Tuesday, January 18, 2011

When green isn't good

Green is a color that really stands out in the winter garden, since there's not much of it, and it can be a beautiful sight. Snow on conifers? Lovely.  

Red osier dogwood with bamboo. Photo by Rachel Shaw
But in my yard there's a fair amount of winter green that is not good. Some of the most invasive plants I battle are evergreen, in particular English ivy and bamboo. It took two years to kill the thick vines of ivy that had bullied their way almost to the canopy of our two largest shade trees. Ripping out the normal sized vines as they sneak across the ground is ongoing. I've wrestled up to the surface the bamboo rhizomes that embed their gnarly fingers underground, sending up little flags of green shoots at unexpected locations.

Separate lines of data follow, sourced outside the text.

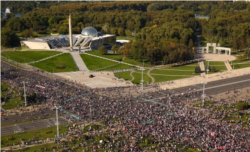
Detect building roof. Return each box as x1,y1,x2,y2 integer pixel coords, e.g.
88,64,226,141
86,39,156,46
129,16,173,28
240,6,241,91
81,27,98,37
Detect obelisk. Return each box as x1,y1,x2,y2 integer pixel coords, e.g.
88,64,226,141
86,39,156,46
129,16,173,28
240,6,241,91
69,14,73,51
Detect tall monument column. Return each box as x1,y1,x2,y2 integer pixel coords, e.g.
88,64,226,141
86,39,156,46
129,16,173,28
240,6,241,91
69,14,73,51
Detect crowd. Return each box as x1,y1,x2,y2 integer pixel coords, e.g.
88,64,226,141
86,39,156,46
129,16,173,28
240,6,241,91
1,61,250,151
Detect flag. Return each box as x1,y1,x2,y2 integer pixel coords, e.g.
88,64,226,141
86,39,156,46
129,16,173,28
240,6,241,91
36,85,45,89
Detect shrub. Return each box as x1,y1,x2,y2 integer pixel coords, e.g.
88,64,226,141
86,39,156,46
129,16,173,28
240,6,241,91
237,102,249,111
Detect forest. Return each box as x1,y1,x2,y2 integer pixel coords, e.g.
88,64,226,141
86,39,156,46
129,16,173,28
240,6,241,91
1,1,250,64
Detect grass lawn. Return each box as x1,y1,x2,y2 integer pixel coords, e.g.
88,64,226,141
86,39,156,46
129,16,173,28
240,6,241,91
204,61,225,66
80,54,117,70
151,69,197,76
123,57,151,67
151,75,192,83
1,125,69,148
114,71,132,81
1,51,61,63
85,50,123,61
99,63,134,71
132,70,152,84
1,82,25,110
32,53,78,72
12,143,59,152
116,36,135,40
231,60,250,69
193,101,214,107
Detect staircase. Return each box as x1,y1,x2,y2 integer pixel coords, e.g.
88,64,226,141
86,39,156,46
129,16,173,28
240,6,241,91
224,61,232,71
199,61,206,77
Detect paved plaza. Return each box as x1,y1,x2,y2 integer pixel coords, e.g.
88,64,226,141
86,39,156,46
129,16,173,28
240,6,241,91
196,53,236,61
54,71,133,88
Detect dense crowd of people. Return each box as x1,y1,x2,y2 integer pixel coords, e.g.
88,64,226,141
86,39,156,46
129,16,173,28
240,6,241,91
1,61,250,151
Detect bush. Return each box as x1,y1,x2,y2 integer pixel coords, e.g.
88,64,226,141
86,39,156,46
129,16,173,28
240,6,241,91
195,66,201,73
98,46,107,55
237,102,249,111
89,74,94,78
45,131,53,134
37,30,47,34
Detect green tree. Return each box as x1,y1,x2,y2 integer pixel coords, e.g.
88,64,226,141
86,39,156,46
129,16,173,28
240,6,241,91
111,45,117,54
211,66,216,72
98,46,107,55
125,29,132,37
1,27,20,48
21,29,33,39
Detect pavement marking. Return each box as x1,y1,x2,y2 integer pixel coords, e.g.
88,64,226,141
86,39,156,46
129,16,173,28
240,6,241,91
194,78,250,92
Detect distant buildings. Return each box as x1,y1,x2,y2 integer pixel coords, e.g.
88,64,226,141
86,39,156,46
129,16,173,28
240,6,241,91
233,0,250,2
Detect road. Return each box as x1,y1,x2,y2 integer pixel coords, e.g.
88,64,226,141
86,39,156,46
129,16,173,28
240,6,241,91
171,74,250,95
1,117,70,136
1,74,249,136
1,109,55,125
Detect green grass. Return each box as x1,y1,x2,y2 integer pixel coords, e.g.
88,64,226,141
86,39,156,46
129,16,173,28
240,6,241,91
151,69,197,75
123,57,151,67
233,64,250,69
12,143,59,152
204,61,225,66
193,101,214,107
1,125,69,148
114,71,133,80
1,51,61,63
80,54,117,70
85,50,123,61
99,63,134,71
116,36,135,40
132,70,152,84
32,53,78,72
1,82,25,110
151,75,192,83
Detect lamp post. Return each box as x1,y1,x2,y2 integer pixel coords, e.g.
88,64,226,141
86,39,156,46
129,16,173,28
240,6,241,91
54,105,61,138
201,82,207,107
206,60,210,79
141,60,144,91
21,81,28,106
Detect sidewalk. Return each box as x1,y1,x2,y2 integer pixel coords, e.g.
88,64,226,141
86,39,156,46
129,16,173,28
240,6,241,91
160,67,250,90
70,52,89,71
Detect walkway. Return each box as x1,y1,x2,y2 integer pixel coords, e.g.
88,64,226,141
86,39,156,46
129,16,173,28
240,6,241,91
224,61,232,71
130,71,135,81
70,52,89,71
27,52,64,64
147,69,155,84
82,52,138,67
160,66,250,90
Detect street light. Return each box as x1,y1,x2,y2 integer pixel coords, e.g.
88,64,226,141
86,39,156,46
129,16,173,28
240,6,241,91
206,60,210,79
20,81,28,106
141,60,144,91
54,105,61,138
201,81,207,107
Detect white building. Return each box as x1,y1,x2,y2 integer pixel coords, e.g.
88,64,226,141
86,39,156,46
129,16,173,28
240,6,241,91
233,0,250,2
21,27,116,50
194,43,231,55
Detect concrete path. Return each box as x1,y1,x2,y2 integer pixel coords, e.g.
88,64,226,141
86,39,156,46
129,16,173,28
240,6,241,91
147,69,155,84
224,61,232,71
82,52,138,67
130,71,135,81
70,52,89,71
27,52,64,64
199,61,205,71
160,67,250,90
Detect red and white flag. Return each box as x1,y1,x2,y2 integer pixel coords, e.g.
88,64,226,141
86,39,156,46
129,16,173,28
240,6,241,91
36,85,45,89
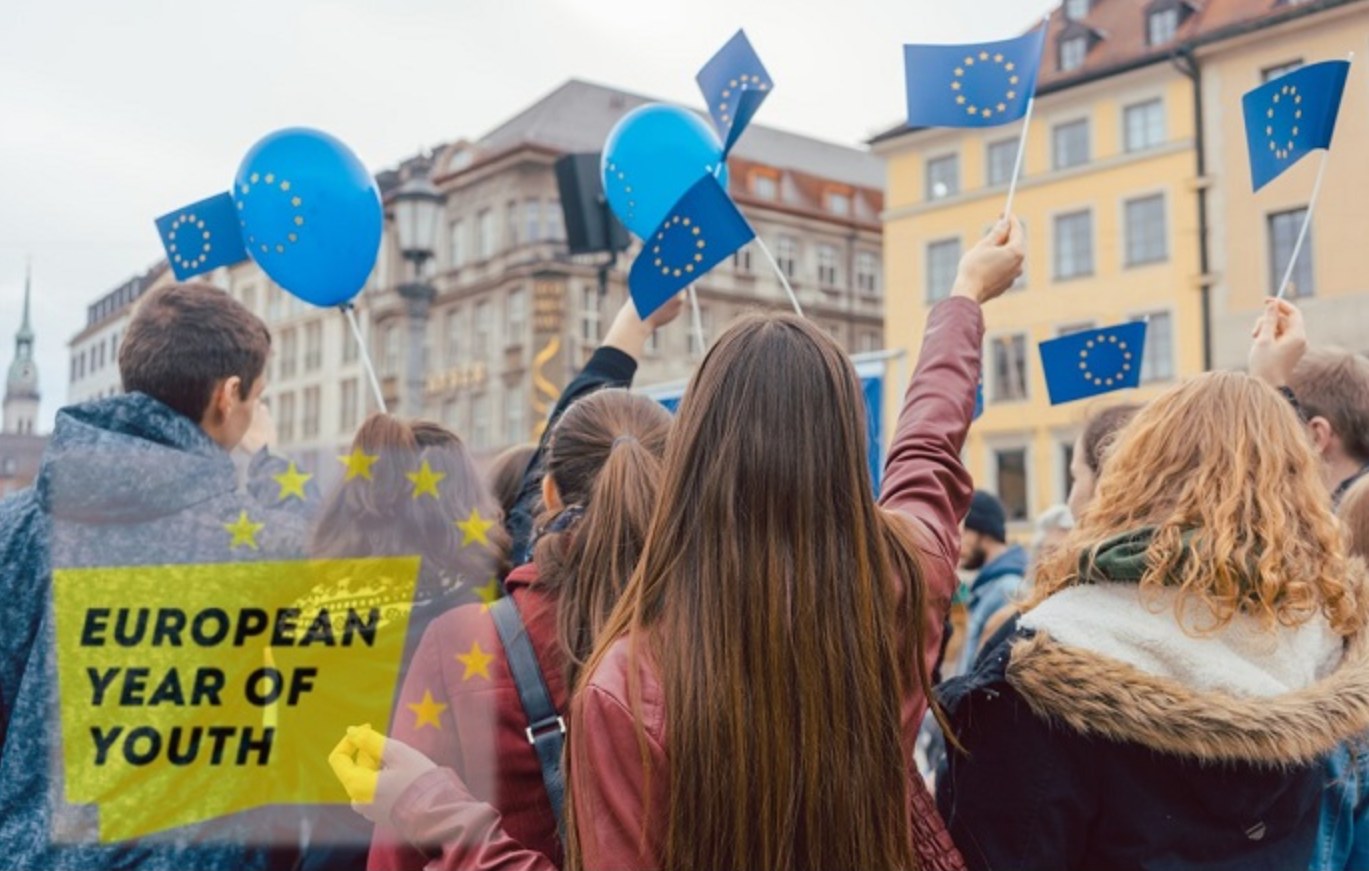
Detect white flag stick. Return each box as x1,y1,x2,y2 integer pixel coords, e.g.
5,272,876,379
687,284,706,356
1002,97,1035,219
342,304,388,413
754,236,804,317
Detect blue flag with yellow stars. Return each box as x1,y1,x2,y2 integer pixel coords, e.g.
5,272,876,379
629,175,754,318
697,29,773,156
1243,59,1349,192
155,193,249,280
904,28,1045,129
1039,321,1147,405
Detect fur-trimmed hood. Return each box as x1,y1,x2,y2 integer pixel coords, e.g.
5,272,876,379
1008,567,1369,768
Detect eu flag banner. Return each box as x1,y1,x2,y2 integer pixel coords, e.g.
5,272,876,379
1243,59,1350,192
629,175,754,318
1039,321,1148,405
904,28,1045,129
697,29,773,156
155,193,249,280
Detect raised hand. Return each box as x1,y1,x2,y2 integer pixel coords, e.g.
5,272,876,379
951,216,1026,305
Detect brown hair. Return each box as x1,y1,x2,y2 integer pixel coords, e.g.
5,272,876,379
1289,348,1369,463
312,414,510,596
534,389,671,689
486,443,537,520
1080,403,1141,477
1030,372,1360,637
119,282,271,423
1341,477,1369,561
567,313,933,871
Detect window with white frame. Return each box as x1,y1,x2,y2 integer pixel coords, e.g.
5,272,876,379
382,323,400,376
856,251,881,294
472,393,491,451
1059,35,1088,72
505,382,527,445
268,284,284,321
580,286,601,345
304,321,322,372
277,391,296,443
473,299,495,358
507,287,527,346
505,200,519,249
1132,311,1176,382
302,386,320,438
476,209,495,260
986,138,1020,187
341,319,358,364
340,378,359,433
817,244,840,286
1123,99,1165,152
859,330,881,353
545,200,563,240
993,445,1030,521
1052,119,1090,170
1125,194,1168,266
444,307,461,366
280,327,298,379
1147,7,1180,45
776,236,799,278
1268,207,1314,298
1053,210,1094,279
752,174,777,199
525,198,542,243
991,334,1029,402
925,154,960,200
733,244,753,273
449,220,465,267
827,191,851,216
926,238,962,304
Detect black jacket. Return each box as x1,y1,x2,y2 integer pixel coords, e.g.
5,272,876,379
936,588,1369,871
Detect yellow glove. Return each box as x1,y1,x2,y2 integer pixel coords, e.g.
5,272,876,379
327,724,436,825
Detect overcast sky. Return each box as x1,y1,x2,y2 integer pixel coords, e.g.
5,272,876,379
0,0,1053,428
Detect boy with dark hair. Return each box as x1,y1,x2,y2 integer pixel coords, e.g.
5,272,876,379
1288,347,1369,505
0,282,305,869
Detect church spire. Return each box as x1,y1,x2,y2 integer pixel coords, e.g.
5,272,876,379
17,257,32,342
5,256,41,435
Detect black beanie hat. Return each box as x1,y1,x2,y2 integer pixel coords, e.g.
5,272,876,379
965,490,1007,542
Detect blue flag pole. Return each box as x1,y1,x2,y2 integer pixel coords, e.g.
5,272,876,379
1276,49,1354,301
341,303,388,413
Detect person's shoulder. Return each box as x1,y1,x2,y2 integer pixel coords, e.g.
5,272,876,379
582,635,665,738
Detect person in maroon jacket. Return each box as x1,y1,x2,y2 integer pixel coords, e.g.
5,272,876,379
363,298,679,870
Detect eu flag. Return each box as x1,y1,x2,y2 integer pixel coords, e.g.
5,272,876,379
155,193,249,280
1243,59,1349,191
1039,321,1147,405
904,28,1045,129
697,29,773,156
629,175,754,318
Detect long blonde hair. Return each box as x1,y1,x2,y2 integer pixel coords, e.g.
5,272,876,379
1029,371,1359,637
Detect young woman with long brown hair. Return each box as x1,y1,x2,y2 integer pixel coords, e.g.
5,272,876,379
937,303,1369,871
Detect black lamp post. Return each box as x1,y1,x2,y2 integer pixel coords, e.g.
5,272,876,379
389,170,446,417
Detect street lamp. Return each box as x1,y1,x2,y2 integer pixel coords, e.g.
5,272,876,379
389,170,447,418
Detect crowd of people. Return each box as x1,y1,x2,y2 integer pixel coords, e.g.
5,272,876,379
4,214,1369,870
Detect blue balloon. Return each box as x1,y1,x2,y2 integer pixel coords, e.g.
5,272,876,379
234,128,382,307
602,104,729,239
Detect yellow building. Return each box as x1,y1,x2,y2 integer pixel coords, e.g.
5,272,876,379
871,0,1366,529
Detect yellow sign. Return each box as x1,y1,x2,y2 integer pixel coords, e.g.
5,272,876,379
51,557,420,843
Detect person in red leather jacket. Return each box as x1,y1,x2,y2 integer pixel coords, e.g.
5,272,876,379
365,297,680,870
332,219,1023,870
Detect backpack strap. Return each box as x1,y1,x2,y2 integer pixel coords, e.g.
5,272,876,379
489,595,566,829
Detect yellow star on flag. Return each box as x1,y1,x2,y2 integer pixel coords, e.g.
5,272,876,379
407,689,448,730
455,508,496,548
475,578,502,612
272,461,312,501
406,459,446,500
338,448,379,482
224,510,265,551
456,641,496,681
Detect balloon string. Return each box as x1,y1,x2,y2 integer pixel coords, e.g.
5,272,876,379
342,304,388,414
754,236,804,317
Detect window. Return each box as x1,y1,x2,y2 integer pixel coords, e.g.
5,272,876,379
267,285,284,321
444,308,462,366
993,447,1030,521
476,209,495,260
688,305,713,357
505,200,519,249
986,138,1020,187
1123,99,1165,152
525,199,542,243
856,251,881,295
1060,35,1088,72
474,300,492,357
580,287,601,345
734,244,753,273
280,327,298,379
1262,59,1303,82
1147,8,1179,45
752,173,778,199
859,331,881,353
1268,208,1314,297
817,244,840,286
1057,320,1097,337
826,191,851,216
304,321,322,372
382,323,400,376
505,383,527,445
1125,194,1168,266
926,239,961,304
342,321,359,364
1052,119,1090,170
507,287,527,345
302,386,320,438
545,200,564,241
241,285,257,315
776,236,799,278
278,392,296,443
1064,0,1090,19
925,154,960,200
340,378,359,433
449,220,465,267
991,334,1029,402
1132,311,1176,382
70,356,77,383
472,394,491,451
1054,210,1094,279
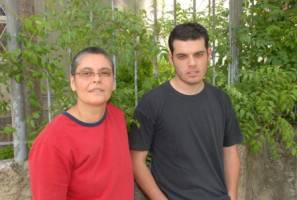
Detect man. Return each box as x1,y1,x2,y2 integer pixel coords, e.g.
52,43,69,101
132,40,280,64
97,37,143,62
129,23,243,200
29,47,133,200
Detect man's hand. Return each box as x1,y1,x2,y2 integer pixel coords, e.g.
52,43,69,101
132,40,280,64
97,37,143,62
224,145,240,200
131,150,168,200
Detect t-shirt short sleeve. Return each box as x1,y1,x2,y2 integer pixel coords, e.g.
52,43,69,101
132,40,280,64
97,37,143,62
222,92,243,146
129,93,159,151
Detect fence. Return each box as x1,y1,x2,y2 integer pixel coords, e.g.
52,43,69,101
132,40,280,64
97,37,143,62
0,0,242,162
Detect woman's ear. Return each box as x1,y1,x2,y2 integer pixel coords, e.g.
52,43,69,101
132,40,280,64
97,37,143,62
112,79,116,91
70,75,76,92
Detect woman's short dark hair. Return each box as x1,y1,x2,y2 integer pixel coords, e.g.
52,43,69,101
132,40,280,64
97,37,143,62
70,47,114,75
168,22,209,53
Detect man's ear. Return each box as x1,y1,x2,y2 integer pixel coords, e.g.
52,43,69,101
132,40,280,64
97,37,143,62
70,75,76,92
168,51,174,65
207,48,212,60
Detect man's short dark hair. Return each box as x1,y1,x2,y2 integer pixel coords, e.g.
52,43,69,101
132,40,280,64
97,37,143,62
70,47,114,75
168,22,209,53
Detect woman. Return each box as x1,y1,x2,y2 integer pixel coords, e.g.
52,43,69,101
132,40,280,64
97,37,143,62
29,47,133,200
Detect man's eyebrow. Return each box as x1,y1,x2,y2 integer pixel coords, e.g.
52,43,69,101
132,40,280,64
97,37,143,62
194,50,206,54
175,50,205,56
175,53,187,56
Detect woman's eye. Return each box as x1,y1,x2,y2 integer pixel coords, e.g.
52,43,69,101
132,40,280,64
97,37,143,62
101,71,112,77
82,72,93,77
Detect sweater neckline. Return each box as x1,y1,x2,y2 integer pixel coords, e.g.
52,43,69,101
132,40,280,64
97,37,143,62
63,110,107,127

The visibility of this unwelcome green in winter is an opportunity, I've realized. In the summer these plants can hide in the lushness of all the other green growing things. Not so in winter. Time to put on the boots and gloves, get the pruners, and attack while I can see the enemy clearly!

1 comment:

  1. That's a great point about the winter being an ideal time to spot stray bamboo. We've been working to eradicate it in my father-in-law's garden for a few years now and it is an overwhelming task. When the bamboo is actively growing it is amazing to see where it pops up. We've seen it travel under a stone terrace, about 30' wide and pop up on the other side! Godd luck with your removal.